WASHINGTON -- The U.S. Food & Drug Administration (FDA) and the National Institutes of Health(NIH) have announced a joint, national study of tobacco users to monitor and assess the behavioral and health impacts of new government tobacco regulations.
The initiative--the Tobacco Control Act National Longitudinal Study of Tobacco Users--is the first large-scale NIH/FDA collaboration on tobacco regulatory research since Congress granted FDA the authority to regulate tobacco products in the Family Smoking Prevention & Tobacco Control Act of 2009.
Study findings will help the FDA assess the impact of the Tobacco Control Act and will inform the agency about how to best use its tobacco regulatory authorities, such as making decisions about marketing of products, setting product standards and communicating the risks from tobacco use to protect the public health.
Investigators will follow more than 40,000 users of tobacco-product and those at risk for tobacco use ages 12 and older. They will examine what makes people susceptible to tobacco use; evaluate use patterns and resulting health problems; study patterns of tobacco cessation and relapse in the era of tobacco regulation; evaluate the effects of regulatory changes on risk perceptions and other tobacco-related attitudes; and assess differences in attitudes, behaviors and key health outcomes in racial-ethnic, gender, and age subgroups.
"We are pleased to collaborate with the FDA on this study that may provide us with a better understanding of the impact of product regulation on tobacco prevention and cessation," said NIH director Francis S. Collins.
Scientific experts at NIH's National Institute on Drug Abuse and the FDA's Center for Tobacco Products will coordinate the effort.

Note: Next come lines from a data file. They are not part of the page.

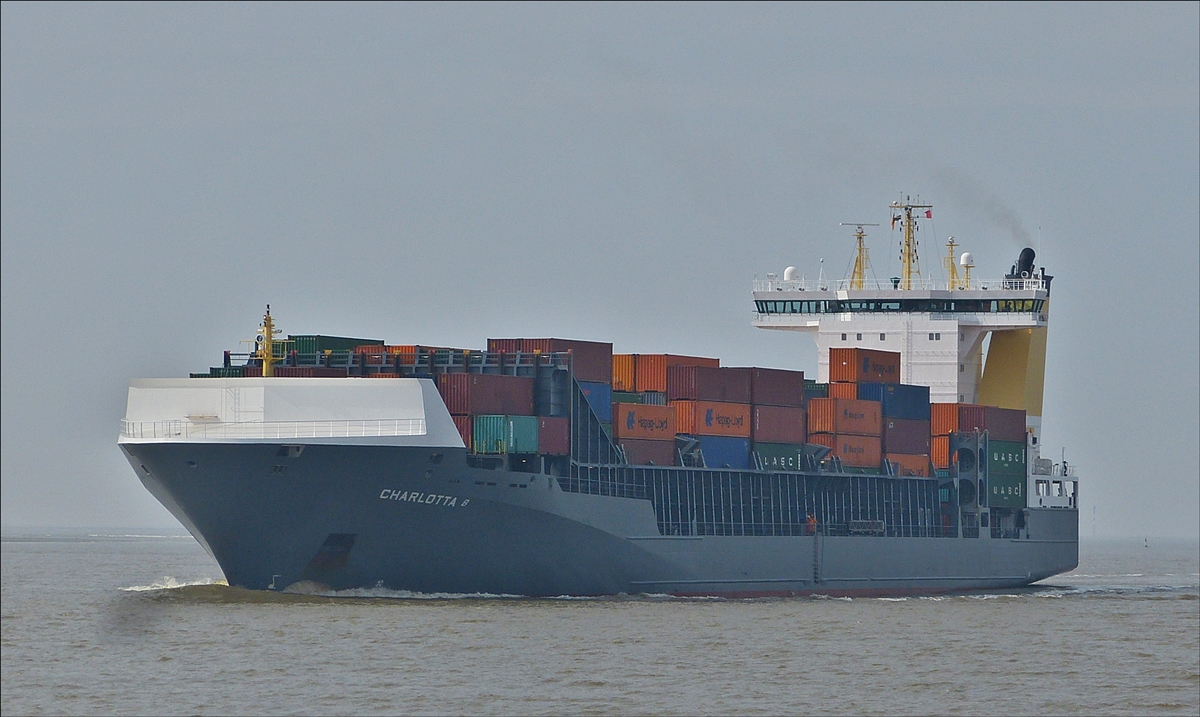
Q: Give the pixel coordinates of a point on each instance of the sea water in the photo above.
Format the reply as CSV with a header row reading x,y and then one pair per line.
x,y
112,622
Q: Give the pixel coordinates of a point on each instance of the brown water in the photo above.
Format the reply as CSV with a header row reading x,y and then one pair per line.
x,y
108,624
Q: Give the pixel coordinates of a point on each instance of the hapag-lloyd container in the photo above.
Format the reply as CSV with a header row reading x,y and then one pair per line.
x,y
472,393
898,401
651,369
901,435
555,435
600,399
709,417
777,386
844,416
724,451
623,371
777,425
703,383
643,422
909,464
643,452
864,366
857,451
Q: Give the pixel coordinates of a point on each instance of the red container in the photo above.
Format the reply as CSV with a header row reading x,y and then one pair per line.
x,y
857,451
777,386
465,425
844,416
906,437
909,465
591,360
777,425
708,417
555,435
474,395
702,383
623,371
643,452
643,422
940,451
844,391
864,366
1006,425
651,369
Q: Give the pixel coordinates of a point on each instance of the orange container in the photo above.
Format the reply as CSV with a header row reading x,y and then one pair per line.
x,y
844,390
907,464
864,366
708,417
845,416
941,451
651,369
623,366
641,421
857,451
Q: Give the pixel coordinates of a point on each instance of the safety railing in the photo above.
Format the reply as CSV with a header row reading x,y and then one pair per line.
x,y
269,429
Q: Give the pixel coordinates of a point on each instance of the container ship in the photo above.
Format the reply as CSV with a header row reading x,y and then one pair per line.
x,y
545,467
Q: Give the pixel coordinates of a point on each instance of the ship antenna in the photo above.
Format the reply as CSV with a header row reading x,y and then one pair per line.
x,y
858,275
910,264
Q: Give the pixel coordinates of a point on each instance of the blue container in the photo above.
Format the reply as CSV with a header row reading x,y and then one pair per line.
x,y
600,397
898,401
723,451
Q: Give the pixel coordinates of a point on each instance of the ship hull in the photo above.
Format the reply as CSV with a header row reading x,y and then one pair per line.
x,y
421,519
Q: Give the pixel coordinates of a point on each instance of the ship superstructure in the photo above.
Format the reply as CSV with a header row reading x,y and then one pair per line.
x,y
553,467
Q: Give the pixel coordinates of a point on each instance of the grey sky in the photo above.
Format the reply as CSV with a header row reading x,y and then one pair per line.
x,y
442,174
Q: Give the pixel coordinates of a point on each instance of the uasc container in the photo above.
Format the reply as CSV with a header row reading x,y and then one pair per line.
x,y
844,416
864,366
709,417
645,422
778,425
703,383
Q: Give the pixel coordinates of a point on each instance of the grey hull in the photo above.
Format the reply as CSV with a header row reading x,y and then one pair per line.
x,y
421,519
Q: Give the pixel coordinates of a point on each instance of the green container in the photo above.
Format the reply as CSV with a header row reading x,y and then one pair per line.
x,y
1006,458
1006,492
505,434
312,343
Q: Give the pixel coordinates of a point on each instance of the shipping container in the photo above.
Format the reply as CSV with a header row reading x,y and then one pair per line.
x,y
777,425
1007,492
1006,457
855,451
777,386
702,383
864,366
623,372
555,435
600,399
841,390
505,434
646,422
905,435
841,415
311,343
1006,425
898,401
940,451
708,417
466,427
472,393
591,360
780,456
723,451
909,464
651,369
643,452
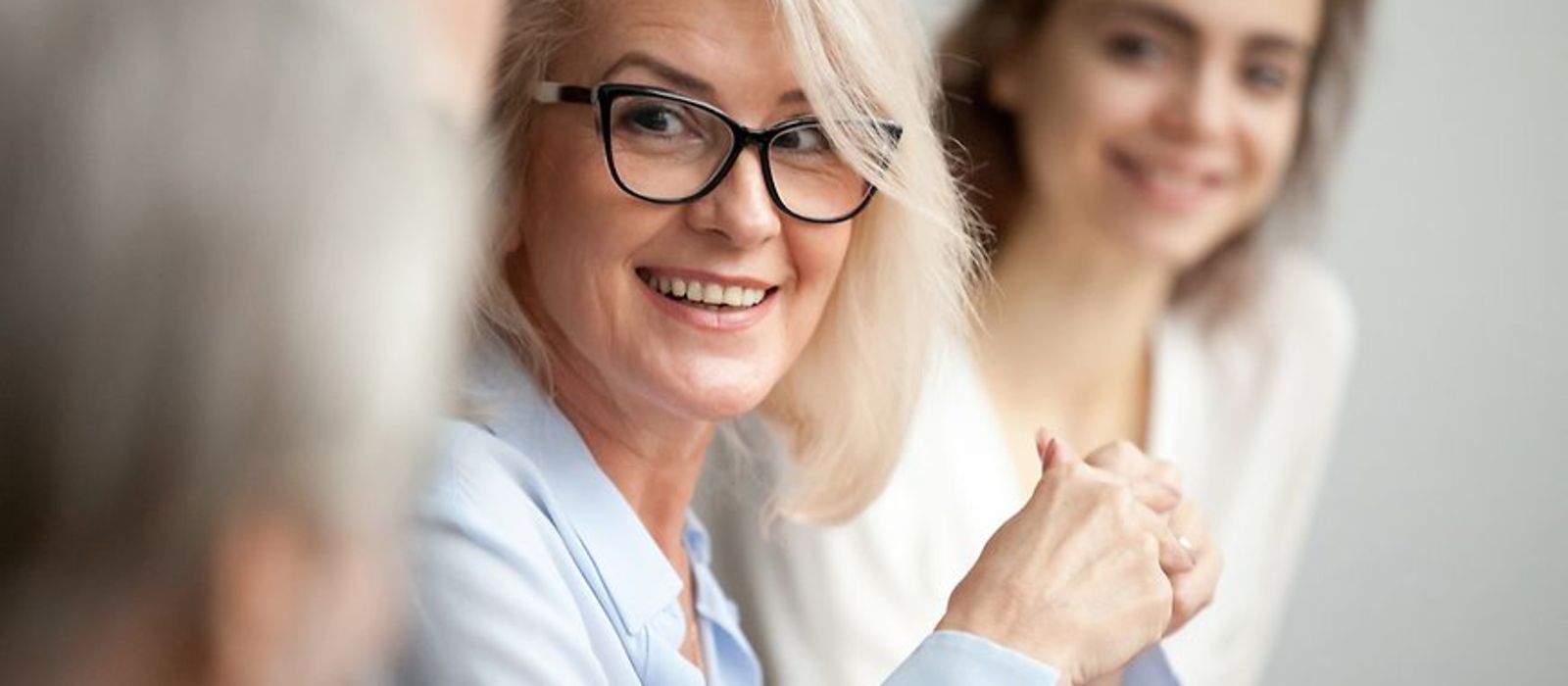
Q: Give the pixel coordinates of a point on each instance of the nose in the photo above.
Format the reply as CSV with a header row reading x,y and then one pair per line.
x,y
1199,107
741,209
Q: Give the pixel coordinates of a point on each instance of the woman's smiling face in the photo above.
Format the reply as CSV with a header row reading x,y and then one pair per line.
x,y
1160,125
595,265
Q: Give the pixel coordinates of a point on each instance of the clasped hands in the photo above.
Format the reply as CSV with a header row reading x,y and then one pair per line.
x,y
1102,561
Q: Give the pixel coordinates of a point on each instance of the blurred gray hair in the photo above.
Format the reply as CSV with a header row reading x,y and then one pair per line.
x,y
234,240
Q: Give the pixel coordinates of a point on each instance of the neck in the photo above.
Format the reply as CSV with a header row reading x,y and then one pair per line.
x,y
1068,329
653,456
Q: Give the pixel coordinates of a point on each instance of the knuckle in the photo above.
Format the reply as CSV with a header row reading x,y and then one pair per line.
x,y
1165,471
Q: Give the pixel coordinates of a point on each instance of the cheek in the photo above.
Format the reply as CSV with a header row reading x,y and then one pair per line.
x,y
817,256
1079,107
1270,140
574,233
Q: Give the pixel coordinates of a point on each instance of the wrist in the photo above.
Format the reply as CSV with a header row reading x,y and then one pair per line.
x,y
1043,647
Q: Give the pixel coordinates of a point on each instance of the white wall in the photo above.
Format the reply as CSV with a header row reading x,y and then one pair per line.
x,y
1440,555
1442,549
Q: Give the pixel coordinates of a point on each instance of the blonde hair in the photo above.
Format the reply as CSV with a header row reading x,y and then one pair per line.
x,y
232,270
846,405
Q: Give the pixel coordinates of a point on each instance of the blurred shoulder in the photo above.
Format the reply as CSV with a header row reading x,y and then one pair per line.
x,y
1290,309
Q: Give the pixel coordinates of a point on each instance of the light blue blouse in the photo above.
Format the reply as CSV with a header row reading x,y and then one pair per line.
x,y
532,568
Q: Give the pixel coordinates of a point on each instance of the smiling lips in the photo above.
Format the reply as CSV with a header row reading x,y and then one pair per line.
x,y
706,293
1165,185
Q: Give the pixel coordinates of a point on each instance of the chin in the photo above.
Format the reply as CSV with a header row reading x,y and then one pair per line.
x,y
1172,243
721,389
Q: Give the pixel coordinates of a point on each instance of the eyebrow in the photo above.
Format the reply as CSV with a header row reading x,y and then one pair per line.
x,y
679,78
1178,24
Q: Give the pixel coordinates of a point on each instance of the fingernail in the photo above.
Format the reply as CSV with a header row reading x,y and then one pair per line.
x,y
1047,445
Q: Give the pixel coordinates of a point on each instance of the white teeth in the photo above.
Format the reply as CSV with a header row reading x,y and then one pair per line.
x,y
708,293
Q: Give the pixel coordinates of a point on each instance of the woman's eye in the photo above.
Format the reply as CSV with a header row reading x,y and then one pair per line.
x,y
1134,49
804,140
1266,78
655,120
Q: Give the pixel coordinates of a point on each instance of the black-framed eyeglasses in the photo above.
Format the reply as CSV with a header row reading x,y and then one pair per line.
x,y
666,148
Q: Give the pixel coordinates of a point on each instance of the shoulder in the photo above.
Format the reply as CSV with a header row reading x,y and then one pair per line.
x,y
478,475
494,596
1291,314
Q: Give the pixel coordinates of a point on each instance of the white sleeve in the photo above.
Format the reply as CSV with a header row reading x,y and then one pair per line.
x,y
1301,331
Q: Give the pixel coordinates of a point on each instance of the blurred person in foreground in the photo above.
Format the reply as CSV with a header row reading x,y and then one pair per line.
x,y
234,251
1141,162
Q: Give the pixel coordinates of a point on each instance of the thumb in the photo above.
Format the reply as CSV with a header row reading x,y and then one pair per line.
x,y
1054,450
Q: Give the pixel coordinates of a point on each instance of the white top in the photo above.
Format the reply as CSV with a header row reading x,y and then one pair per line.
x,y
1246,406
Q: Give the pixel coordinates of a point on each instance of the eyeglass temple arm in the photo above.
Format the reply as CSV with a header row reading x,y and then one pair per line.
x,y
553,91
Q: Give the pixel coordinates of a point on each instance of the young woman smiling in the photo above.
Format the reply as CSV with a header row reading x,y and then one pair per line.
x,y
1134,159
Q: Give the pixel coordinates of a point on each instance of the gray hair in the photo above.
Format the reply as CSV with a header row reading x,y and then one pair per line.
x,y
234,240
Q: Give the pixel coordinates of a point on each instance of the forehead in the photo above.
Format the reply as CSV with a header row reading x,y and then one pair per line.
x,y
733,44
1296,21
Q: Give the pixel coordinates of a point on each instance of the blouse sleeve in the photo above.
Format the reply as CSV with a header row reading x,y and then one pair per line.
x,y
490,608
961,659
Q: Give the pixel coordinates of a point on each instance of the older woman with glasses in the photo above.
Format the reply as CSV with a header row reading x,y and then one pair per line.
x,y
731,214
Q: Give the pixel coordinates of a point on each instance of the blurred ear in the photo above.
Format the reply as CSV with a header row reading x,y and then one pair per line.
x,y
261,573
1004,83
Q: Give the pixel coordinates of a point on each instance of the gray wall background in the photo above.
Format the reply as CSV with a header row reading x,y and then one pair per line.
x,y
1440,553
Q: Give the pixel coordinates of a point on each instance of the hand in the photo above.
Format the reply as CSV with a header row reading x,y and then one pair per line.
x,y
1194,589
1078,576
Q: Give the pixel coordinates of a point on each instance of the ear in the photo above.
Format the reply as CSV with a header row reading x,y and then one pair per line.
x,y
259,586
1004,83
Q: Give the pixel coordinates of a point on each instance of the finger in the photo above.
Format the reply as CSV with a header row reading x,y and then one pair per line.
x,y
1054,450
1175,558
1194,591
1125,460
1156,495
1188,520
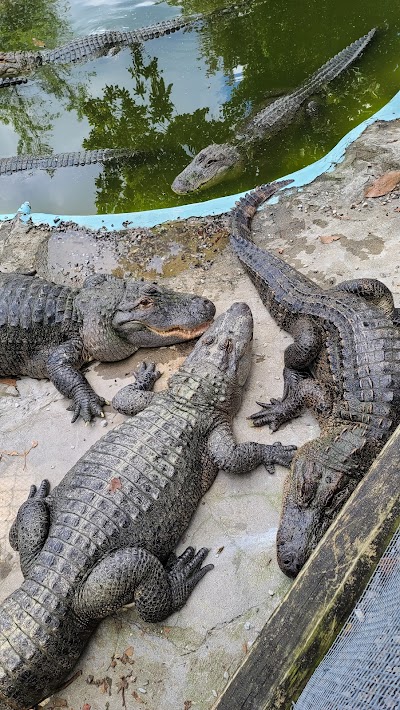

Westat, Rockville, Md., was awarded the research contract in a competitive solicitation process.
NIH, the nation's medical research agency, includes 27 institutes and centers and is a component of the U.S. Department of Health & Human Services (HHS). It is the primary federal agency conducting and supporting basic, clinical and translational medical research, and it investigates the causes, treatments and cures for both common and rare diseases.